Şu soruyu sormakta haklılar: Sisi bunca parayı ne yaptı?
IMF’nin zorlamasıyla geçtiğimiz kasım ayında sabit kurdan dalgalı kura geçilmesi kararı, döviz rezervlerini ekim ayı sonunda 19 milyar dolardan 36,7 milyar dolara getirdi ama bunun bedeli enflasyonun %30’un üzerine çıkması oldu.
(…)
İki sene evvel 8 milyar dolar maliyetle açılan yeni Süveyş Kanalı, bırakın vaat edildiği üzere gelirleri ikiye katlamayı, eski yıllık kârı tutturmakta bile zorlanıyor. [Z.T.K. Sisi bu kanalı, kendisine Cemal Abdünnasır imajı vermek ve bu şekilde toplumda meşruiyetini artırmak için inşa ettirdi, tam da küresel ekonomik kriz derinleşip dünya ticareti daralırken ve dolayısıyla Süveyş’ten geçen gemi sayısı azalırken…]

İstikrarsızlık
Sisi kendi halkını kontrol altında tutmak için çok daha fazla kuvvet kullanmak zorunda kaldı. Dahası, Tahran’ın protestocuları bastırdığı için uluslararası kınamalara maruz kaldığı bir dönemde Mısır, neredeyse İran’da hayatını kaybeden kadar sayıda insanını idam etti, hem de pek bir protesto sesi çıkmadan. Bu, Mısır’ın yakın tarihindeki en büyük kitlesel idamdı.

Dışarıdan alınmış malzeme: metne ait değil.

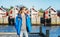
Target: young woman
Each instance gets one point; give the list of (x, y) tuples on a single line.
[(23, 23)]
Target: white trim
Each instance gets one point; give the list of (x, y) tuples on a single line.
[(8, 33)]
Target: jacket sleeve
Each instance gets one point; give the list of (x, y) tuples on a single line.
[(16, 22), (29, 23)]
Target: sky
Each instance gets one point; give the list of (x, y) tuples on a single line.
[(44, 4)]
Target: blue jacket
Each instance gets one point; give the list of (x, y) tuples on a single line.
[(18, 23)]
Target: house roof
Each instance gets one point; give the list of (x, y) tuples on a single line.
[(51, 8)]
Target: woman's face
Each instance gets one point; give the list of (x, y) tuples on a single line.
[(24, 10)]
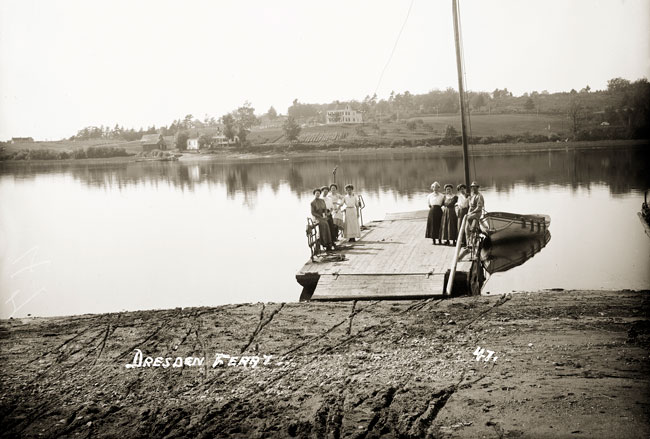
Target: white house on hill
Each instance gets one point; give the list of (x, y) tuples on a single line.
[(346, 115), (193, 144)]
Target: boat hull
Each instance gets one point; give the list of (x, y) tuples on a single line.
[(504, 226), (509, 254)]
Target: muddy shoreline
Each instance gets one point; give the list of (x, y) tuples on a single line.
[(568, 364)]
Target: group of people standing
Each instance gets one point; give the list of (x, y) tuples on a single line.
[(335, 214), (447, 210)]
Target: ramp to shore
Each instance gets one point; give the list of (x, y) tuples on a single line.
[(392, 260)]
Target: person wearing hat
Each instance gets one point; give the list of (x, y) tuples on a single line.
[(449, 222), (463, 207), (337, 213), (351, 229), (319, 213), (330, 207), (476, 206), (434, 200)]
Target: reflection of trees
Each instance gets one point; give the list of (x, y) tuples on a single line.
[(406, 173)]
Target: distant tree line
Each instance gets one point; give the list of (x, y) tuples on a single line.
[(624, 104)]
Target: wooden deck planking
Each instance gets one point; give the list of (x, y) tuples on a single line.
[(331, 287), (393, 259)]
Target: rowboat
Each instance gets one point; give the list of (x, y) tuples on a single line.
[(504, 226), (505, 255)]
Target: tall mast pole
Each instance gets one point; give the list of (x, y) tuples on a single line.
[(461, 92)]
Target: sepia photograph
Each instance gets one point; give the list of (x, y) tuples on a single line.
[(350, 219)]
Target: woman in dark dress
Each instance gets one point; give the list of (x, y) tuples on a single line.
[(449, 226), (434, 201), (462, 208), (319, 214)]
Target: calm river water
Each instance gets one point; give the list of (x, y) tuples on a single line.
[(91, 238)]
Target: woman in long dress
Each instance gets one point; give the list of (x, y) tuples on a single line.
[(434, 201), (351, 229), (449, 223), (337, 213), (462, 208), (330, 207), (319, 214)]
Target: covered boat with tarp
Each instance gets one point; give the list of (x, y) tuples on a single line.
[(505, 226), (509, 254)]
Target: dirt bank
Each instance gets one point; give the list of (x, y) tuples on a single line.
[(566, 364)]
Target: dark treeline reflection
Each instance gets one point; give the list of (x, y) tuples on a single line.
[(404, 172)]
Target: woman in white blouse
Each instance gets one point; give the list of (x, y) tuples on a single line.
[(434, 200), (351, 230)]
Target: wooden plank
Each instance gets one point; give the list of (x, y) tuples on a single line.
[(418, 214), (392, 260), (378, 286)]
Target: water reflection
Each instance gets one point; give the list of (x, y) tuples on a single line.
[(167, 234), (406, 173), (503, 256)]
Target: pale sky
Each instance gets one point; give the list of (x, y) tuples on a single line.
[(69, 64)]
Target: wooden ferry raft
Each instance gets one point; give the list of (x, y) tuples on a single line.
[(392, 260)]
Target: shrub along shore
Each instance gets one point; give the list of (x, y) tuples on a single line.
[(101, 153)]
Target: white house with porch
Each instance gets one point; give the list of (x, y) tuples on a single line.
[(347, 115)]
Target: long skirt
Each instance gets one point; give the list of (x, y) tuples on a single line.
[(449, 227), (325, 234), (433, 223), (461, 215), (337, 216), (351, 227), (334, 231)]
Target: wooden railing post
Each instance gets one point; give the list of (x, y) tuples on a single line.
[(452, 273)]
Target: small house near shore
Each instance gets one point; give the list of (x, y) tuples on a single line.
[(221, 140), (193, 144), (347, 115), (153, 141)]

Daha fazla kuvvet kullandıkça Mısır ordusu ve polisi aralıksız saldırılara uğruyor. Yarı resmî bir kuruluş olan Ahram Siyasi ve Stratejik Araştırmalar Merkezi verilerine göre 2014-2016 arasında 1165 silahlı operasyon gerçekleştirildi ki bu da günde bir operasyon demek.
(…)
Bölgesel olarak da, beş yıldır devam eden gizli ve açık askeri müdahalelerine rağmen Mısır, Tobruk’a yerleştirdiği adamı General Halife Hafter’i kullanarak batısındaki Libya’yı güvence altına almayı hala daha başarabilmiş değil. Güney komşusu Sudan’la sınır ve su ihtilafı yüzünden aralarındaki diplomatik husumet giderek tırmanıyor; doğusunda da Sina Yarımadası’ndaki [silahlı grupların] askeri operasyonları çok daha etkili.
Bütün bunlar Şefik’in veya Anan’ın cumhurbaşkanlığına adaylığını Mısır’ın Körfez’deki destekçileri açısından daha cazip kılabilirdi.

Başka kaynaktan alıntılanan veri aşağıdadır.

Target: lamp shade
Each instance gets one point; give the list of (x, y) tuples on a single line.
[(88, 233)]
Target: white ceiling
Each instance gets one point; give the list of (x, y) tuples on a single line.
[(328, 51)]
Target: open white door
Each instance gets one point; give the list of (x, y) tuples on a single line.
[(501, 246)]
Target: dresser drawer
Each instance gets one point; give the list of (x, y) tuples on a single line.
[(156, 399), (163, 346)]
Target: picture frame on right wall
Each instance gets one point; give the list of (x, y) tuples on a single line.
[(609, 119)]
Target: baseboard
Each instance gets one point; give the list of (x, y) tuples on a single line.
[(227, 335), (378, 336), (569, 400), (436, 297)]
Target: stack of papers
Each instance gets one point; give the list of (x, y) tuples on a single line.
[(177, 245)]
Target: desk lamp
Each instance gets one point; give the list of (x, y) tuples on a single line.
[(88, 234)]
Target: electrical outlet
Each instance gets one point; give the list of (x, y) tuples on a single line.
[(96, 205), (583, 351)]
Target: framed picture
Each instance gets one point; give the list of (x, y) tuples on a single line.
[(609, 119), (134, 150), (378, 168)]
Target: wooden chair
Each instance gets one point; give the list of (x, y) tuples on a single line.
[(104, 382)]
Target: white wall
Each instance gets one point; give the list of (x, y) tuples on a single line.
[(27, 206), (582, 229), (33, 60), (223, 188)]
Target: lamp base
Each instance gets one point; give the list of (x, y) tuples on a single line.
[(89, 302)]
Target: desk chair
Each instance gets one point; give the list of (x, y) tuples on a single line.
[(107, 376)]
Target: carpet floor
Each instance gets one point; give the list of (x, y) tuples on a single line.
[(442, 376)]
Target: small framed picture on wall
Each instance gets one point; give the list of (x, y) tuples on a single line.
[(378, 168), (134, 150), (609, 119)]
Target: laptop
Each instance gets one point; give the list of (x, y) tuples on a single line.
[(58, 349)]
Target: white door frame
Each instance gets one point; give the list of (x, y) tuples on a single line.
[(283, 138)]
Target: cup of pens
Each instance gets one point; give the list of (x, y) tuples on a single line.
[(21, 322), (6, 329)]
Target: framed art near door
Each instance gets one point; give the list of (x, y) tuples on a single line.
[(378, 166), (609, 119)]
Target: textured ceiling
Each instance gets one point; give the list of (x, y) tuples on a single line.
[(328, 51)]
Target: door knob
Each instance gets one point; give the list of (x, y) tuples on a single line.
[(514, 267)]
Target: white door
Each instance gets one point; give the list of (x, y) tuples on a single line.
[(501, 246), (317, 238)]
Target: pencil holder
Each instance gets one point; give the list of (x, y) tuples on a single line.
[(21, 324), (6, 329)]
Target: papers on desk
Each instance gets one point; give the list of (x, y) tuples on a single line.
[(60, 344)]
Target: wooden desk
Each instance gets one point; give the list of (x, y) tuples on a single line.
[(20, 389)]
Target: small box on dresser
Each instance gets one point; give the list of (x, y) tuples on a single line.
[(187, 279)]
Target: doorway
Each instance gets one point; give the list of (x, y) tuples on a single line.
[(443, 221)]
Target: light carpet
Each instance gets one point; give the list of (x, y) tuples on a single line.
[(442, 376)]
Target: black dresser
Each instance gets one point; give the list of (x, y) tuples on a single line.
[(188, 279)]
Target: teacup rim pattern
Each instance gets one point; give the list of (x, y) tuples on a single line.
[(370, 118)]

Böylelikle onlar cumhurbaşkanlığının kontrolünü, ordu da Mısır’ın kontrolünü sürdürürdü. Ancak eğer ki mahkûmlar serbest bırakılsaydı ve sürgündeki birçok kalifiye Mısırlı ülkesine geri dönmeye başlasaydı ileri bir siyasi adım atılmış olurdu. Bu haliyle sadece Sisi’nin değiştirilmesi Mısır için devrimci bir adım olamaz, birçok bakımdan Mübarek günlerine geri dönüşten ibaret olur.
Ancak bu aynı zamanda Sisi döneminde işlerin ne denli kötüye gittiğinin de bir işareti; hem de Mübarek’in pragmatik despotizmine geri dönüşün dahi bir ilerleme olarak görülmesine yol açacak kadar…

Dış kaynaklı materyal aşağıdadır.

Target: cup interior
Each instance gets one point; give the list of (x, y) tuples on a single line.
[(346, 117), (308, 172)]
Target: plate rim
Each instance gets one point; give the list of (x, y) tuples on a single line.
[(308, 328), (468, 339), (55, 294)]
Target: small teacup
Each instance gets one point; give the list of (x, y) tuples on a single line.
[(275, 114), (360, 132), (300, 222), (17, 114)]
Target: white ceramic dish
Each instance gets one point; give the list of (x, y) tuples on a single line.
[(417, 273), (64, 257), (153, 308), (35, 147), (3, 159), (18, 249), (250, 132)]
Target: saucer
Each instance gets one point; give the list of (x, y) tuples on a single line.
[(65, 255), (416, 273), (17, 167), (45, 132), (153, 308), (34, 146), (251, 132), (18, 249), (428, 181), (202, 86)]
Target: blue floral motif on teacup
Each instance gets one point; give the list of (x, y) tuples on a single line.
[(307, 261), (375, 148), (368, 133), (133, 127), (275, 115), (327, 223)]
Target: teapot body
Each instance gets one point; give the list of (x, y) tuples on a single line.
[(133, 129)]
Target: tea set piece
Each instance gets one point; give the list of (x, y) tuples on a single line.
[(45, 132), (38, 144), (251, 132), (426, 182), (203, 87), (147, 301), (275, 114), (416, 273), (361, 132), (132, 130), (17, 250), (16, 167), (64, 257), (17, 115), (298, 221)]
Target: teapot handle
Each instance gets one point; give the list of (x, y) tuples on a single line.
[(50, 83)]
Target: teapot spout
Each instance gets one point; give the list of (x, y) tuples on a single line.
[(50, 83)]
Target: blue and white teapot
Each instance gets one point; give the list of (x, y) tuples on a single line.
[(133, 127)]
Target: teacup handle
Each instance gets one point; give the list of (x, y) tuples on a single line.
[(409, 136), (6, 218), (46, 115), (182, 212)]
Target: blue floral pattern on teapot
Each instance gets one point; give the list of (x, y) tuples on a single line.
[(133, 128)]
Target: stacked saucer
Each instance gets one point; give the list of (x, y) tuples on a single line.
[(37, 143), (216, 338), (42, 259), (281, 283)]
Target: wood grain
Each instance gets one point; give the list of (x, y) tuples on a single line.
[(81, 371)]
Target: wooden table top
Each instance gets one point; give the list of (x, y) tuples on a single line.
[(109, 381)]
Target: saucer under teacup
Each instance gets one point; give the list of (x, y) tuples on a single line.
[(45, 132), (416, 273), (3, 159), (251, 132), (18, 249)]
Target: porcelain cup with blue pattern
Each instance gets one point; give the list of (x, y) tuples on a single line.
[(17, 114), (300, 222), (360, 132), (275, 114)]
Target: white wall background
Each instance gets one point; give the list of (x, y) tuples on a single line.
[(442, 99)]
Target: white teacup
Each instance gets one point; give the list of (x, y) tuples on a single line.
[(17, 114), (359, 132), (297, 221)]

Peki, o halde bu niçin olmadı?

Arap kamuoyunu yumuşatma
Despot Sisi, –seçildiğinde ille de Mısır kamuoyuna yakın olacağı anlamına gelmeyen Şefik’in veya Anan’ın veyahut ordudan yerini alabilecek herhangi bir başka kişinin yapamayacağı şekilde– İsrail, ABD ve Suudi Arabistan adına hala daha şöyle bir rol icra edebilir durumda: Doğu Kudüs’ü İsrail’e teslim etme lehine Arap sokağının görüşünü yumuşatma rolü.
Eğer ki Doğu Kudüs’ü İsrail’e teslim etme politikası büyük bir engelle karşılaşırsa bu, modern Arap devletleri elitlerinden değil Arap sokaklarından gelecektir.
The New York Times’a sızdırılan, Mısırlı bir askerî istihbaratçıyla televizyonda ünlüleri ağırlayan bir program yapımcısı arasındaki konuşmanın hülasası işte tam da buydu. Bu aynı zamanda Mısırlı romancı ve akademisyen Yusuf Zeydan gibi [Mısır rejiminden] imtiyazlı seslerin de bir konusu.
Zeydan’ın tezine göre, Müslümanların üç kutsal mekânından kelime manası itibarıyla da “en uzağı” olan Mescid-i Aksa, aslında Kudüs’ün Harem-i Şerif bölgesinde bulunmuyor ve Kudüs kutsal bir Müslüman şehri de değil.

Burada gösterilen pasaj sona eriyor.